Principles For Successful Investing According To John Lee

In his last article for the Financial Times, John Lee bade farewell to his loyal readers and left them with some choice nuggets of wisdom that he has collected over fifty years in the business. Over the course of his career, Lee has built a reputation for his astute management of small-cap stocks, which do not enjoy a lot of media coverage.

As well as writing for the Financial Times, Lee used his position as a former MP and serving House of Lords peer to campaign for regulatory changes, most significantly campaigning for an amendment to the law to allow for AIM shares to be held in ISAs.

John Lee: The search for the elusive Holy Grail

In his 2013 book entitled How to Make a Million – Slowly, Lee attempts to set out all that he has learned as an active investor.

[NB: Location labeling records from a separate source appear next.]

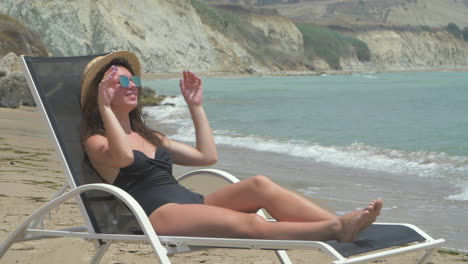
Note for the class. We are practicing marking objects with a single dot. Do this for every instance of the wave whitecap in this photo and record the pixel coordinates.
(357, 155)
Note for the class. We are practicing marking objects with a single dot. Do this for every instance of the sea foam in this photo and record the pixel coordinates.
(356, 155)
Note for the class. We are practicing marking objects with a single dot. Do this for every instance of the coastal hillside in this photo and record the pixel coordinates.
(255, 37)
(168, 35)
(435, 13)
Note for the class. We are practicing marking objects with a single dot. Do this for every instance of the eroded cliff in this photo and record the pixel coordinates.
(411, 50)
(168, 35)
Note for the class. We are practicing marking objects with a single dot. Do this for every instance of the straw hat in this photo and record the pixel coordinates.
(96, 65)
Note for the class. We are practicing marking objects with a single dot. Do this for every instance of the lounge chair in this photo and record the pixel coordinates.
(111, 214)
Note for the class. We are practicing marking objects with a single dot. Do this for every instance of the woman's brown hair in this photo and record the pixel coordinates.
(91, 121)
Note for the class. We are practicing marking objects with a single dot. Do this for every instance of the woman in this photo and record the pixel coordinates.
(139, 160)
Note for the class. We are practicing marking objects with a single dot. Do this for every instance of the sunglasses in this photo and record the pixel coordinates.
(125, 81)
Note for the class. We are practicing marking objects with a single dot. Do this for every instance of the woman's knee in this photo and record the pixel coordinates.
(261, 181)
(254, 227)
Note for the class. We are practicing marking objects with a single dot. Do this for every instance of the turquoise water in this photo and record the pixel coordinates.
(346, 139)
(406, 123)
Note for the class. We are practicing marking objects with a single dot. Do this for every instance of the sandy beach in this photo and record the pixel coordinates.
(30, 174)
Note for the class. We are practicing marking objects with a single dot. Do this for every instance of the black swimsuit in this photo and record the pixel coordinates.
(151, 183)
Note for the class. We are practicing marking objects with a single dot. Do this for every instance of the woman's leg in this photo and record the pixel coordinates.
(212, 221)
(258, 192)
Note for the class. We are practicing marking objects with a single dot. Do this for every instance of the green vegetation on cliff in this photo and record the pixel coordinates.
(15, 37)
(465, 34)
(331, 45)
(232, 21)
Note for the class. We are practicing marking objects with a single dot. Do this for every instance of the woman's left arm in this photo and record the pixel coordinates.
(205, 153)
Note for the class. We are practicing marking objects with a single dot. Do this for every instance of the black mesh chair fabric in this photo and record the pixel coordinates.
(378, 236)
(58, 85)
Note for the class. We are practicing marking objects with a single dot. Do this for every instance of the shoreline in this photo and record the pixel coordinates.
(29, 183)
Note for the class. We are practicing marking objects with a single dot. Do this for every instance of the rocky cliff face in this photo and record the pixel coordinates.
(411, 50)
(168, 35)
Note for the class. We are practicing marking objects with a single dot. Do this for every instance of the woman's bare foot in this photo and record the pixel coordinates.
(353, 223)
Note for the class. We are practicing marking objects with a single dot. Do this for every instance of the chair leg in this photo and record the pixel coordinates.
(100, 253)
(283, 256)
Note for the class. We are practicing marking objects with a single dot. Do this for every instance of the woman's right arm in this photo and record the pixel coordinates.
(113, 150)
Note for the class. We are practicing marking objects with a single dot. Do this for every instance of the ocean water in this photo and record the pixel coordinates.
(405, 131)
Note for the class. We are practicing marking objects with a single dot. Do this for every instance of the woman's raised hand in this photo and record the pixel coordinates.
(107, 87)
(191, 88)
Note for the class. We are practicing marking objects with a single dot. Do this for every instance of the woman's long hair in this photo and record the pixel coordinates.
(91, 120)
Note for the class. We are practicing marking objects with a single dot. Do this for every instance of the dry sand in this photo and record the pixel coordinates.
(30, 174)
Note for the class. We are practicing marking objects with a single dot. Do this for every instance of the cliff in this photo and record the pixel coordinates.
(172, 35)
(167, 35)
(396, 50)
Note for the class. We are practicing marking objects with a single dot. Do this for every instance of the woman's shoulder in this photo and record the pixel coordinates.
(95, 141)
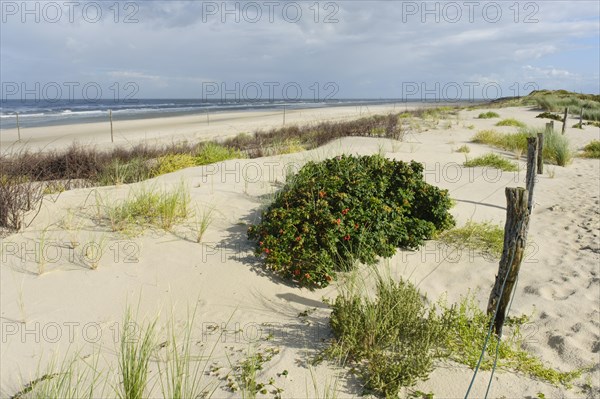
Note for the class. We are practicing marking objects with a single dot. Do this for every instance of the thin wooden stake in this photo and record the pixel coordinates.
(532, 148)
(18, 128)
(541, 152)
(112, 137)
(515, 238)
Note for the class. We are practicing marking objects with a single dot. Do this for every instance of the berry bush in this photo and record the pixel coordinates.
(346, 209)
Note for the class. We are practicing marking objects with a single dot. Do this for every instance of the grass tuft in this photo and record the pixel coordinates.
(486, 238)
(510, 122)
(592, 149)
(146, 207)
(488, 115)
(494, 161)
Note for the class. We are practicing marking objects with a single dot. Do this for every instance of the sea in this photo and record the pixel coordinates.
(39, 113)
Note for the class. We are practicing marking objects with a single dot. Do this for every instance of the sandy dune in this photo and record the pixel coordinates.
(245, 309)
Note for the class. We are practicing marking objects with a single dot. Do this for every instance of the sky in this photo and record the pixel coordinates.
(297, 49)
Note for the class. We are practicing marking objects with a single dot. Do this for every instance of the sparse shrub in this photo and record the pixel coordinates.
(119, 172)
(146, 207)
(510, 122)
(493, 161)
(592, 149)
(344, 209)
(488, 115)
(173, 162)
(557, 148)
(484, 237)
(212, 152)
(550, 115)
(391, 339)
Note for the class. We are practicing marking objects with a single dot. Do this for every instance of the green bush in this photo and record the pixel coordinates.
(488, 115)
(392, 338)
(592, 149)
(510, 122)
(344, 209)
(494, 161)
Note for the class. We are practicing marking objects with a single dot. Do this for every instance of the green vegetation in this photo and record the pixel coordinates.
(347, 209)
(485, 238)
(136, 346)
(592, 149)
(550, 115)
(493, 161)
(488, 115)
(463, 149)
(393, 338)
(145, 208)
(557, 149)
(510, 122)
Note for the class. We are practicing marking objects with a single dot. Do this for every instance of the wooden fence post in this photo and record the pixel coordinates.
(515, 237)
(112, 137)
(18, 128)
(541, 153)
(531, 169)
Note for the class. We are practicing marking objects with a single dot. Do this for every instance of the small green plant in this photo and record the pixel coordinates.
(488, 115)
(173, 162)
(483, 237)
(119, 172)
(550, 115)
(347, 208)
(494, 161)
(212, 152)
(463, 149)
(592, 149)
(135, 350)
(510, 122)
(146, 207)
(203, 220)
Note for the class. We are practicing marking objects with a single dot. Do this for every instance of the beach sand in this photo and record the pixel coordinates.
(243, 309)
(178, 128)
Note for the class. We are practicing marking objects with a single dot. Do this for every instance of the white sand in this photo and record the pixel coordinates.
(177, 128)
(167, 273)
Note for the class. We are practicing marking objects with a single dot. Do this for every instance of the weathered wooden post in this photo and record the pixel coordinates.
(541, 152)
(515, 237)
(532, 155)
(112, 137)
(18, 128)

According to “The Investor” on the Monevator blog, the book is a “very agreeable summary of the principles of investing in small caps.”

John Lee How to make a million


The most salient point set out by John Lee is a warning to investors that the proverbial Holy Grail simply does not exist, but he does conclude that “companies with a significant cash holding, or at least a very low level of debt, are generally safer and better havens for one’s funds”. Lee favors long term holdings of at least five years, in established companies, and decries short-term casino style trading.

Patience, trust and honesty

As a value investor, John Lee understandably ignores minor share price movements in order to take a more long-term view. He also advises looking for companies in which the directors have a significant personal stake and a clean record,as well as stability of the directors board.

In the same vein, John Lee calls for self-awareness from the investor, proposing a 20% “stop-loss”, after which you should sell your positions and move on. For disciples of the Lee school of thought, slow profits over a long period of term trump headline-grabbing short term bonanzas, and that is the overarching theme of both his book and farewell article in the Financial Times.